Friday, August 28, 2009

100,000 and counting!


That, as they say, is the money shot. Sometime during the night the 100,000th visitor clicked their way to Bookeywookey. Perhaps through a search engine, perhaps just following a series of links, perhaps through a fellow blogger, or perhaps it was a regular reader checking in - I don't know - but I am very glad of the community I have built through blogging - thank you all for stopping by to read about what I read, see in the theatre, have found nifty about the brain, my obsession with creative process, or the weird connections I like to make cross disciplines. I hope as I continue to write that more of you will leave the occasional comment - I've met so many great people blogging and enjoy getting to know my readers a little better. Now, on to the business of the day!

I finished Martin Millar's The Good Fairies of New York. It was humorous and fantastical romp that, in my estimation, went on a few more pages than its little joke could handle. Still, a goodish time, here are my thoughts.

I am not quite half-way through Iris Murdoch's The Nice and The Good which I am reading for Cornflower Book's Bookclub. It is a hybrid mystery, metaphysical rumination, and soap opera. I am generally a big fan of Murdoch's but I am generally finding this one trudgery, I really feel like I have to pull my Wellington's on to trudge through it. Somehow the components, the usual components in a Murdoch novel, aren't integrated. The usual deep analysis of character's thoughts read like footnotes:
Her love for men had always been somehow neurotic and unfulfilled, and this had been true even of her love for her husband. She had loved Alistair very much, but in a nervous plucking, lucked at way, and though both her body and her mind had been involved in this love they had never been in accord about it.
As the title suggests, the subject of all the rumination is moral behavior in both its internal and external guises:
Ducane could face being thought a brute, but could not face being thought a cold-blooded deceiver. What I can't bear is not being one but seeming one!
In this sense, this is really a book for our time. We seem to live in a time of rampant corruption (is it actually any worse, I wonder). I just wish the theme and the plot seemed to be woven of the same cloth. I hope I am able to get through it all by Sunday so that I can participate in the discussion.

I am also working on The Overflowing Brain, neuroscience researcher Torkel Klingberg's easily written book on how the brain that we ended up with as the genetic legacy of our Stone Age forebears is not wired for today's flood of incoming data. He discusses in (mostly) accessible language the intersection of attention and a type of memory called working-memory, and why and how they become maxed-out.

I also received two advance review copies (ARCs) recently that, though they cover vastly different topics, seem to me to reflect the same urge in book writing. They integrate multiple topics, one often a little arcane but sexy with one that is something of a niche market - very interesting to those who like it and dry to most other readers. Do any of these sound familiar: a history of the world through metal and microbes, a story of Western culture through spices? This is a sort of polymaths paradise. I have to admit that these two new books both hold a certain allure for me. Mr. Langshaw's Square Piano by Madeline Goold claims to tell the story of a cultural revolution caused by bringing pianos into the home. The Alchemy of Paint by Spike Bucklow claims to reveal the secret recipes of the medieval painter's palette while telling a story that partakes of devine myths as well as chemistry.
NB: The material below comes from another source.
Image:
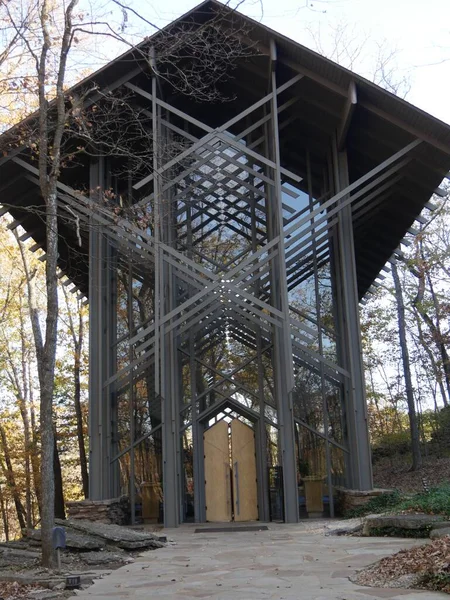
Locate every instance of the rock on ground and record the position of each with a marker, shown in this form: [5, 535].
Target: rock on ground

Music and history, art and science - see what I mean? It's a polymathic pandemic. Actually, I don't mind this trend at all - its' right up my street. I think one's passionate interests, no matter how estoric, do become a lens through which we view the world. They can be both more singular and less dry than your average approach to history or science. If the writer successfully shares this abstruse interest with the reader it can become a point of entry to a topic they might have never otherwise gained admission to. I look forward to seeing how both these authors handle task.

2 comments:

Joseph said...

I read The Overflowing Brain a couple of months ago. I read another book on attention earlier this month, Rapt by Winifred Gallagher. If you like Klingberg's book, perhaps you should give Gallagher's a try.

Ted said...

Joseph - Another friend has just read Rapt too and was crazy about it. I will have to search it out. I see you're reading Fadiman - enjoy!